No sé en qué momento de la vida empezamos a deglutir comidas extrañas sin preguntarnos si en el país de origen cumplen con los derechos humanos, emiten Co2 o bailan Polka. He intentado recordar la primera comida que hice que no era lomo con patatas. Fue en el año IV aC (antes de la Constitución), allí por el 1974, y creo que fue en un Frankfurt de la plaza Corsini. Ya sé que ahora estoy dando un detalle mierdoso, pero después de ver el domingo en La Vanguardia un estudio que revela que los pingüinos hablan como los humanos… fin de la cita.
Con el amigo Gago fui un día a cenar a un japonés cercano a la Rambla y al salir dijo: «Ahora ya, de aquí directos a un restaurante a cenar». Pero ahora ya no hace falta que salgas, te lo llevan a casa. Y la última moda de comidas exóticas son el Kebab y el Dürüm, que parecen componentes de una batería.
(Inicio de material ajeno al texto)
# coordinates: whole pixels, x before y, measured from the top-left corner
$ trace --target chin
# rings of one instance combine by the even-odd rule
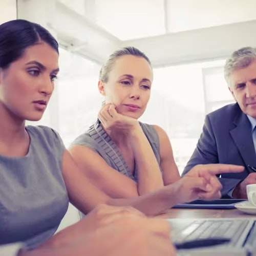
[[[125,112],[125,113],[122,114],[122,115],[130,117],[132,117],[135,119],[138,119],[141,116],[141,115],[135,112]]]
[[[36,122],[37,121],[39,121],[42,118],[42,114],[40,114],[38,115],[30,115],[26,117],[25,119],[26,120],[27,120],[28,121],[32,121],[34,122]]]

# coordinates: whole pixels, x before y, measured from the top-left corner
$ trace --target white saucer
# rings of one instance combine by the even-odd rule
[[[237,203],[234,204],[234,205],[236,208],[243,211],[243,212],[256,215],[256,206],[250,203],[248,201]]]

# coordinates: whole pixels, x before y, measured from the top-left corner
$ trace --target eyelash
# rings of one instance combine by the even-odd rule
[[[32,76],[37,76],[40,74],[39,70],[29,70],[28,72]],[[51,75],[50,77],[51,78],[51,81],[53,81],[57,79],[57,77],[56,75]]]
[[[121,81],[120,82],[120,83],[122,84],[124,84],[125,86],[128,86],[131,84],[131,82],[129,81]],[[143,84],[141,86],[145,90],[150,90],[150,87],[149,86],[147,86],[146,84]]]
[[[121,82],[120,82],[122,84],[124,84],[125,86],[127,86],[129,84],[131,84],[131,82],[129,81],[121,81]]]

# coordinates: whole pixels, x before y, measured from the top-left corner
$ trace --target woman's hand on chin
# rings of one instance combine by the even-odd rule
[[[130,133],[138,127],[140,128],[137,119],[118,113],[114,104],[104,105],[99,112],[98,117],[103,127],[108,130]]]

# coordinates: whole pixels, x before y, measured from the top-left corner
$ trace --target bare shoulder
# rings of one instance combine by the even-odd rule
[[[153,124],[153,127],[156,130],[160,140],[161,140],[161,139],[166,139],[166,138],[169,139],[166,132],[161,127],[156,124]]]

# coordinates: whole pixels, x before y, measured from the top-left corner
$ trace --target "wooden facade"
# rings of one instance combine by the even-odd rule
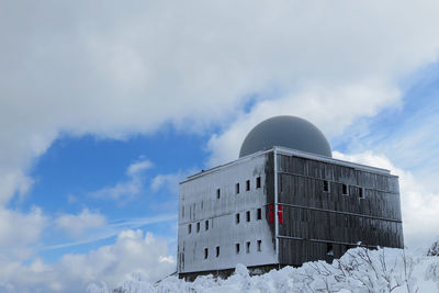
[[[403,248],[395,176],[278,155],[279,263],[341,257],[358,245]]]

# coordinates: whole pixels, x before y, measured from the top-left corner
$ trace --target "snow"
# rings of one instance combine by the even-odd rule
[[[254,277],[245,266],[237,264],[226,280],[206,275],[193,282],[169,277],[150,283],[136,274],[116,289],[91,284],[88,292],[439,292],[439,257],[408,249],[354,248],[331,264],[313,261]]]

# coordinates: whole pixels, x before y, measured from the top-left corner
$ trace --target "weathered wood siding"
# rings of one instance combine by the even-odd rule
[[[339,258],[360,241],[404,246],[397,177],[296,156],[278,155],[277,162],[281,264]]]

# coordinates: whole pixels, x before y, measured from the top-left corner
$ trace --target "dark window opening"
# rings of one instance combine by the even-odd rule
[[[326,244],[326,255],[334,257],[333,244]]]
[[[347,184],[342,184],[342,193],[344,193],[344,195],[348,195],[348,185]]]
[[[364,199],[364,189],[360,188],[358,191],[358,194],[359,194],[360,199]]]
[[[323,191],[329,192],[329,182],[328,181],[323,181]]]

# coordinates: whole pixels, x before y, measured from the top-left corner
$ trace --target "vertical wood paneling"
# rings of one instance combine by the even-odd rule
[[[284,155],[278,157],[278,166],[279,202],[293,205],[282,209],[279,235],[300,238],[280,238],[281,264],[331,261],[360,241],[404,246],[397,177]],[[324,191],[325,180],[329,192]],[[342,184],[348,185],[349,195],[342,194]],[[360,199],[360,189],[364,199]],[[328,243],[334,257],[327,255]]]

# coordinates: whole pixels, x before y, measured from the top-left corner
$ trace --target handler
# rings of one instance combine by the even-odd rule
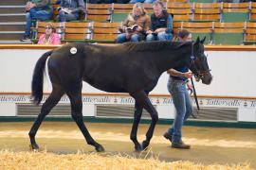
[[[192,41],[192,34],[186,30],[180,30],[176,38],[177,42],[190,42]],[[178,67],[170,69],[167,71],[170,75],[167,84],[168,91],[173,96],[174,105],[175,107],[175,117],[173,126],[164,133],[164,137],[172,143],[172,147],[189,149],[190,144],[184,144],[181,140],[182,133],[181,128],[183,123],[192,113],[192,106],[190,98],[190,94],[186,88],[186,84],[189,89],[192,89],[192,85],[188,82],[188,78],[191,78],[192,74],[189,71],[188,67]]]

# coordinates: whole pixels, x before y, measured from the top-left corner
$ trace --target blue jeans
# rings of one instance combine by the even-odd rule
[[[57,20],[59,22],[68,22],[68,21],[74,21],[78,20],[79,13],[64,13],[64,11],[60,10],[59,14],[57,16]]]
[[[140,37],[139,35],[137,34],[133,34],[131,39],[127,39],[126,38],[126,33],[122,33],[122,34],[119,34],[117,38],[117,42],[118,43],[122,43],[122,42],[139,42],[140,41]]]
[[[186,89],[186,84],[183,80],[170,77],[167,88],[173,96],[174,105],[175,107],[175,117],[168,133],[172,135],[173,143],[179,143],[182,137],[181,128],[183,123],[192,113],[192,105],[188,90]]]
[[[168,34],[166,32],[159,32],[157,35],[154,34],[148,34],[146,41],[147,42],[152,42],[152,41],[169,41],[173,39],[172,34]]]
[[[146,3],[146,4],[153,4],[155,0],[131,0],[129,4],[136,4],[136,3]]]
[[[52,17],[52,11],[47,10],[38,10],[36,8],[30,8],[28,12],[26,13],[26,30],[25,35],[29,37],[30,36],[30,27],[31,25],[35,25],[32,23],[32,20],[39,20],[39,21],[46,21],[49,20]]]

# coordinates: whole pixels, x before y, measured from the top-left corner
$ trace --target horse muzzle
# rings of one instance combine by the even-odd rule
[[[212,76],[210,72],[207,72],[203,75],[201,79],[202,79],[202,83],[209,85],[211,83]]]

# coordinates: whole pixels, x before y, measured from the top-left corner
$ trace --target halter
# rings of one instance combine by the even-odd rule
[[[194,68],[194,71],[195,71],[194,77],[195,77],[196,81],[199,81],[200,79],[202,79],[204,77],[205,73],[210,72],[210,69],[208,69],[205,71],[198,70],[195,63],[194,63],[194,60],[195,60],[195,57],[193,55],[193,42],[192,42],[192,43],[191,65],[192,65],[192,67]]]

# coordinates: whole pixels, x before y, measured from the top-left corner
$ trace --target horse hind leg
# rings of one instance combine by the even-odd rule
[[[135,144],[136,151],[142,150],[142,147],[137,139],[137,127],[138,127],[138,124],[140,122],[142,110],[143,110],[143,107],[141,105],[139,105],[137,102],[136,102],[133,128],[132,128],[131,135],[130,135],[130,139]]]
[[[60,101],[64,94],[64,91],[62,90],[52,90],[52,93],[50,94],[49,97],[46,99],[46,101],[43,104],[41,112],[37,116],[33,126],[31,127],[31,129],[28,133],[30,138],[30,147],[33,150],[39,149],[39,145],[36,144],[35,141],[35,135],[36,132],[43,122],[43,120],[46,118],[46,116],[49,113],[51,109],[57,105],[57,103]]]
[[[76,93],[67,93],[67,95],[71,102],[71,115],[74,121],[76,122],[77,126],[79,127],[80,130],[82,131],[82,135],[84,136],[88,144],[95,146],[96,151],[102,152],[104,148],[101,144],[98,144],[90,135],[88,129],[86,128],[83,120],[82,120],[82,94]]]
[[[142,149],[144,150],[148,147],[152,139],[156,122],[158,120],[158,114],[145,92],[134,93],[131,94],[131,95],[136,99],[137,102],[143,106],[143,108],[150,113],[152,119],[150,128],[146,133],[146,140],[144,140],[142,143]]]

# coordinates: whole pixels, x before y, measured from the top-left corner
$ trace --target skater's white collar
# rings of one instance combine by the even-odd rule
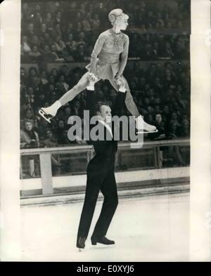
[[[108,131],[110,132],[112,138],[113,138],[113,133],[112,133],[112,130],[110,127],[110,126],[106,123],[106,121],[103,121],[103,120],[98,120],[99,122],[101,122],[102,124],[103,124],[103,126],[105,126],[106,127],[106,129],[108,130]]]

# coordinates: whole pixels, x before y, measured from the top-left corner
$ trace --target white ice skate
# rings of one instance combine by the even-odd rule
[[[156,126],[144,121],[141,115],[136,118],[136,127],[138,130],[137,133],[152,133],[158,131]]]
[[[56,100],[52,105],[49,107],[41,107],[39,110],[39,114],[48,123],[51,124],[51,119],[53,118],[57,110],[61,107],[61,104],[58,100]]]
[[[89,80],[89,85],[87,86],[87,89],[91,91],[94,91],[94,84],[95,84],[94,81]]]

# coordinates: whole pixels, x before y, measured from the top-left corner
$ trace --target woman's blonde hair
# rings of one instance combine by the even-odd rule
[[[121,8],[112,10],[108,14],[108,20],[112,25],[114,24],[117,19],[121,19],[122,18],[128,19],[129,16],[126,13],[124,13]]]

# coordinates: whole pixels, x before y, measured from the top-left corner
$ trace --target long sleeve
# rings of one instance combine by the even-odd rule
[[[124,43],[124,50],[121,53],[121,61],[120,65],[120,69],[118,74],[121,76],[123,74],[124,67],[127,64],[127,57],[128,57],[128,50],[129,50],[129,37],[125,36],[125,42]]]
[[[103,48],[104,42],[106,41],[106,37],[103,33],[101,34],[94,45],[94,50],[91,55],[90,61],[90,72],[91,73],[96,74],[96,65],[97,62],[97,58]]]

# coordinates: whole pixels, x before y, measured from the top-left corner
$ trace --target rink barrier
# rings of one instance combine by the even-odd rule
[[[117,183],[120,185],[124,183],[140,183],[144,181],[177,179],[189,178],[189,166],[170,167],[162,169],[160,164],[160,150],[162,146],[189,146],[189,139],[177,139],[160,141],[146,141],[143,149],[152,148],[154,152],[155,168],[150,169],[129,170],[126,171],[117,171],[115,173]],[[120,143],[120,150],[129,150],[128,143]],[[53,195],[53,189],[66,187],[76,186],[77,188],[84,186],[87,181],[86,174],[78,174],[63,176],[53,176],[51,171],[52,154],[62,155],[73,152],[87,152],[87,162],[92,158],[94,154],[91,145],[75,145],[62,147],[51,148],[34,148],[20,150],[21,156],[39,155],[40,161],[40,178],[21,179],[21,191],[41,190],[44,195]],[[20,162],[21,164],[21,162]],[[21,167],[20,167],[21,171]],[[20,172],[21,178],[21,172]]]

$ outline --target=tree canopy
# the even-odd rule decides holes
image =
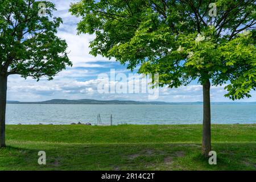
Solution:
[[[45,5],[43,13],[40,3]],[[18,74],[38,80],[44,76],[51,80],[67,65],[72,65],[65,41],[56,35],[62,20],[53,16],[53,3],[0,0],[0,4],[1,75]]]
[[[95,34],[92,55],[158,73],[160,86],[226,84],[234,100],[256,88],[255,2],[82,0],[70,11],[79,33]]]

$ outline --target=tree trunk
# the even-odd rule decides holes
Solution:
[[[0,148],[5,147],[5,111],[7,76],[0,75]]]
[[[202,154],[208,156],[212,150],[210,144],[210,81],[207,80],[203,85],[204,98],[204,118],[203,122]]]

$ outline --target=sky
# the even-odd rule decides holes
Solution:
[[[63,24],[59,28],[57,36],[66,40],[68,45],[68,57],[73,63],[72,67],[68,67],[48,81],[42,78],[39,81],[31,78],[24,80],[18,75],[9,77],[7,100],[19,101],[41,101],[52,99],[96,99],[100,100],[134,100],[144,101],[196,102],[203,100],[202,86],[196,81],[187,86],[170,89],[160,88],[159,97],[155,100],[148,100],[148,93],[101,93],[97,88],[101,81],[99,75],[110,75],[110,69],[114,69],[117,74],[128,76],[130,72],[125,65],[121,65],[114,59],[110,60],[89,54],[90,41],[94,35],[77,34],[76,24],[79,19],[68,12],[71,2],[77,0],[51,0],[55,3],[57,11],[55,15],[63,18]],[[139,77],[139,76],[135,76]],[[129,82],[131,80],[129,80]],[[111,80],[110,80],[111,81]],[[129,84],[128,84],[129,85]],[[224,97],[225,85],[211,88],[211,100],[213,102],[231,101]],[[252,97],[240,101],[256,101],[256,92],[251,93]]]

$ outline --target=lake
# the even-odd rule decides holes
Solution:
[[[100,114],[103,123],[114,125],[199,124],[203,106],[196,105],[35,105],[7,104],[6,123],[22,125],[97,124]],[[256,123],[256,105],[212,105],[213,123]]]

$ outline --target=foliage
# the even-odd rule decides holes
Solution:
[[[46,5],[46,14],[39,14],[40,3]],[[0,73],[19,74],[38,80],[49,80],[71,65],[65,40],[56,35],[62,23],[53,16],[55,5],[33,0],[0,1]]]

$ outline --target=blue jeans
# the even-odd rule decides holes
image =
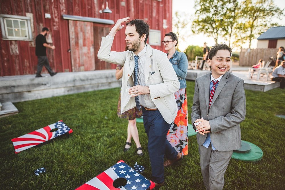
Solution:
[[[158,110],[148,111],[143,107],[142,108],[144,126],[148,138],[148,149],[152,179],[154,182],[161,183],[164,181],[164,156],[168,159],[174,160],[178,154],[166,138],[171,124],[165,121]]]

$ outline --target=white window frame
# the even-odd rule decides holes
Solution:
[[[157,38],[153,38],[153,34],[157,35]],[[150,30],[149,34],[148,35],[148,44],[152,46],[161,45],[161,31],[158,30]]]
[[[8,30],[6,25],[6,19],[9,19],[19,21],[24,21],[26,24],[26,37],[11,36],[8,36]],[[13,24],[13,22],[12,24]],[[2,33],[2,39],[5,40],[18,40],[21,41],[32,41],[32,29],[31,28],[31,18],[27,17],[19,16],[16,15],[0,14],[0,24],[1,24],[1,32]],[[21,26],[19,28],[21,32]],[[13,27],[13,28],[14,28]],[[15,32],[13,30],[13,33]]]

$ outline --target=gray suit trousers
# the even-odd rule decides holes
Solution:
[[[207,190],[222,189],[225,184],[224,175],[233,154],[233,150],[213,150],[212,144],[208,148],[199,145],[203,181]]]

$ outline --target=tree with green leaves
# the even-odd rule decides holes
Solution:
[[[272,0],[243,0],[239,13],[239,23],[236,26],[235,43],[249,42],[270,27],[279,25],[272,23],[272,19],[284,15],[282,10]]]
[[[230,21],[233,22],[231,28],[235,23],[238,4],[237,0],[195,0],[196,18],[192,25],[193,32],[213,37],[216,43],[219,36],[230,35],[230,38],[232,30],[230,32],[227,29]]]
[[[188,60],[195,60],[196,56],[203,54],[203,48],[198,46],[189,46],[184,52]]]
[[[173,17],[173,32],[177,36],[178,42],[184,40],[189,35],[186,32],[187,26],[190,21],[188,18],[184,16],[185,15],[183,13],[180,13],[176,11]],[[176,46],[177,50],[179,49],[179,43]]]

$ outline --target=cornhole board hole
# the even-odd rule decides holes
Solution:
[[[76,190],[150,190],[154,183],[121,160]]]
[[[64,135],[69,135],[73,132],[70,128],[60,120],[30,133],[11,140],[15,149],[15,153],[45,142]]]

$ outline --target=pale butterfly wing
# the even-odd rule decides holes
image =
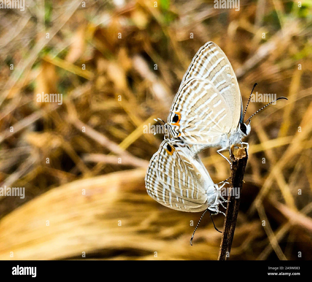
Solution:
[[[209,82],[191,78],[178,94],[170,112],[175,117],[173,116],[170,124],[176,130],[175,134],[187,144],[217,143],[222,134],[231,130],[232,117],[229,107]],[[178,118],[175,122],[177,115]]]
[[[225,116],[217,110],[217,107],[224,109]],[[181,109],[182,113],[178,111]],[[217,143],[216,140],[220,134],[236,130],[242,113],[240,92],[231,63],[218,46],[213,42],[207,42],[193,58],[173,100],[168,119],[168,123],[173,128],[173,135],[178,136],[180,133],[186,142],[195,145],[191,150],[197,153],[194,152],[197,150],[194,148],[214,146]],[[211,129],[210,126],[213,124],[209,123],[205,128],[200,119],[209,114],[218,123],[214,123],[214,127]],[[175,121],[180,116],[182,122],[177,123]],[[219,119],[221,117],[222,120]],[[184,123],[186,122],[187,125]],[[197,130],[199,125],[201,127]],[[190,134],[189,130],[188,134],[183,135],[183,129],[190,127]],[[206,140],[201,144],[198,138],[206,139],[206,137],[202,135],[205,130],[210,131],[212,140]]]
[[[152,157],[146,172],[148,193],[158,203],[174,209],[204,210],[218,199],[217,188],[205,170],[190,157],[187,145],[181,141],[164,140]],[[217,210],[217,206],[212,208]]]

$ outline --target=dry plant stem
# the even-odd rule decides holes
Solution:
[[[239,148],[235,157],[232,153],[233,147],[234,145],[232,145],[231,148],[231,155],[232,161],[230,185],[231,190],[227,198],[227,206],[219,250],[218,260],[227,260],[229,257],[231,251],[238,214],[240,200],[240,198],[236,199],[235,195],[231,196],[231,191],[233,187],[236,189],[239,187],[240,194],[241,196],[244,174],[247,163],[248,157],[246,149]]]

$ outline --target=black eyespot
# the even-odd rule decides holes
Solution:
[[[172,118],[172,121],[175,123],[179,120],[179,116],[176,113],[175,114]]]
[[[246,128],[246,126],[244,123],[242,123],[240,124],[240,127],[241,130],[241,132],[243,133],[246,134],[246,131],[247,130],[247,128]]]

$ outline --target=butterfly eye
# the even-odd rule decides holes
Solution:
[[[173,153],[173,151],[174,151],[174,148],[169,145],[168,144],[167,144],[167,149],[165,148],[166,151],[169,155],[172,155]]]
[[[241,130],[242,132],[246,134],[246,131],[247,130],[247,128],[246,128],[246,126],[244,123],[242,123],[240,124],[240,126],[241,128]]]
[[[173,125],[180,125],[179,123],[181,119],[181,114],[179,113],[175,113],[174,115],[172,118],[172,123],[171,124]]]

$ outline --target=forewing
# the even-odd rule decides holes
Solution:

Alguna vez cuando pido uno «con todo» me da miedo que metan un Pegaso Comet.
Pero lo más sorprendente de este mundo son los repartidores. Son seres extraños, de gran veida interior, y que suben cinco pisos con el casco puesto sin morir ahogados. La conversación con ellos es profunda: «Kebab». «Gracias». Aguantan estoicos la bronca cuando llaman a la escalera B en vez de la A y les responde un matrimonio de octogenarios que se van a la cama a las nueve y son de Convergència. Ya sabemos que los de CiU siempre cenan pan con tomate, no como estos modernos del JxCat, que hacen ayuno intermitente y ya no cenan. Los repartidores son seres extraños, sí, pero no rápidos. Si pides un kebab el sábado por la noche, probablemente te llegará durante la misa dominical. Por eso, cuando hagas el pedido recuerda rezarle a Fray Junípero Serra, patrón de los repartidores de pollo frito del KFC de América.